Tuesday, April 28, 2009


I think it was Jean Danielou who said that we believe in a Church "mudsplashed with history." Working for the Church, seeing the inner machinations of the curial structures and political infighting, brings the "mudsplashed" bit into real focus.

A Pew Research study just came out today about the retention of various religions in the U.S., meaning how do those who are raised Catholic, Protestant, Hindi, whatever, how do they fare in "the open market" of religious pluralism in our society? It turns out that Catholics have the highest retention rate. Now, what the Pew Research study means by "Catholic" I don't know. One imagines they mean self proclaimed Catholics. In an earlier 2008 study the same research group determined that active Catholics were those who attended church at least once a month. So take that figure with a grain of salt.

At any rate, it got me thinking about the rates of Catholics who come and go in the Church. It was reported that this past Easter the Church in the U.S. received somewhere around 150,000 new Catholics. This is new adult Catholics and does not include all the baptisms throughout the year. This is amazing. Furthermore, this is and has been a regular trend over the past couple of decades.

So where are all these new Catholics? Well, it turns out that about half (that's right half) of the 150,000 new Catholics entering the faith on Easter Sunday leave by the end of the first year. After five years the number is something close to 75%. So really, of the 150,000 that enter every year, after five years just under 40,000 of them remain Catholic, that is attending Mass at least once a month...which is itself a huge problem since they are supposed to be attending every week...it's not optional.

As the ecclesial structures of the Church or, as a character in the 1944 film Keys of the Kingdom put it, as the "ecclesial mechanics" employed by the Church attempt to figure out the reason why things are so dismal, all sorts of keen programs are put into place. The suggestions include greeters at the Church doors, more involvement in the liturgy (because of course you can't ever have enough EMHC's), saying hello to your neighbor in the pew just before Mass starts, or other things like making the music more contemporary, setting sacred texts to show tunes (I'm not joking), and on and on. Meanwhile, the Church is still bleeding numbers.

But I've never liked the numbers game. It's not about numbers.
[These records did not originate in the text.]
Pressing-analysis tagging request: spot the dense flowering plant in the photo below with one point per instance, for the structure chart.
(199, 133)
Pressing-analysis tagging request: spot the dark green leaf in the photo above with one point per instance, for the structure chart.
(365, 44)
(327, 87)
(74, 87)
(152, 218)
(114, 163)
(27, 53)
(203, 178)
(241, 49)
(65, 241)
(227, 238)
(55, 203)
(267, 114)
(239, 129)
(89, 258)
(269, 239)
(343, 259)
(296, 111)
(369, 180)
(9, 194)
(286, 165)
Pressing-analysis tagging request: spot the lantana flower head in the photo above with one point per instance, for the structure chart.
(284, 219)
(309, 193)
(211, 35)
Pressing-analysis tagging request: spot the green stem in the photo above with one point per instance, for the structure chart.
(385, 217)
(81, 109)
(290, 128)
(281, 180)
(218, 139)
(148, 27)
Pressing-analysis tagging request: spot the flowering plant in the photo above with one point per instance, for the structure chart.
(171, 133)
So let's talk about those in the pew. How are they doing? What do they feel? Well, for starters, the vast majority of them don't know if they are even going to be in the pew on any given Sunday. The Real Presence is a foreign concept, and in the end apparently only something like 40% of "practicing" Catholics believe that there is a personal God, which means a God that actually has a care about our everyday lives.

The "ecclesial mechanics" might protest that the loss of Catholics or the disengagement of Catholics in the U.S. is due to the sex scandals, to rigid rules, to guilt complexes, to impossible moral standards, to doctrinal differences. But the Pew Research study that came out today notes that actually, the vast majority of Catholics or any religious people lose their participants because they just drift away. It is rarely some singular event like abuse or a harsh word from a priest or some other traumatic experience. In other words, in the blindingly affluent society in which we live, people just drift away from faith, from even needing anything more grounded than their relationships with their iPod.

This raises some serious problems for retention and evangelization. More on that later.